Colloquium: Courts & Judicial Process

Generative Misinterpretation
Monday, March 30, 2026 | 10:00 – 11:50 a.m. (PT) | Room 134
Author: Benjamin Sobel, University of Wisconsin
Commentator: Hon. Kevin Newsom, 11th Cir.

Abstract

“Generative Misinterpretation”
By James Grimmelmann, Benjamin L.W. Sobel, & David Stein

In this Article, we show that LLMs are not yet fit for use in judicial chambers. Generative interpretation, like all empirical methods, must bridge two gaps to be useful and legitimate. The first is a reliability gap: are its methods consistent and reproducible enough to be trusted in high-stakes, real-world settings? Unfortunately, as we show, LLM proponents’ experimental results are brittle and frequently arbitrary. The second is an epistemic gap: do these methods measure what they purport to? Here, LLM proponents have pointed to (1) LLMs’ training processes on large datasets, (2) empirical measures of LLM outputs, (3) the rhetorical persuasiveness of those outputs, and (4) the assumed predictability of algorithmic methods.
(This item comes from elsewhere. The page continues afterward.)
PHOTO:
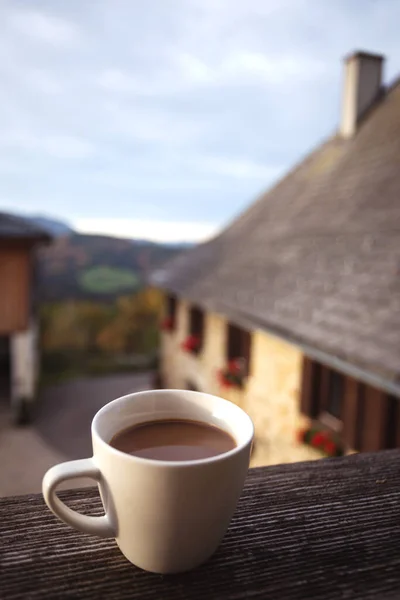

We show, however, that all of these justifications rest on unstated and faulty premises about the nature of LLMs and the nature of judging.


Colloquium Description

Many scholars write about the courts, about judicial process, and about the practice of judging. But what do judges think of this scholarship? Is it correct? Is it helpful? How could it be better? This colloquium on courts and judicial process brings scholars, judges, students, and faculty together to discuss current research projects about courts, judging, and procedure, among other topics. Over the course of the semester, we will discuss six projects. During a typical workshop, an invited scholar will present their work, and a judge of a federal, state, or foreign court will offer commentary on the research. Students and faculty will join in the open discussion that follows.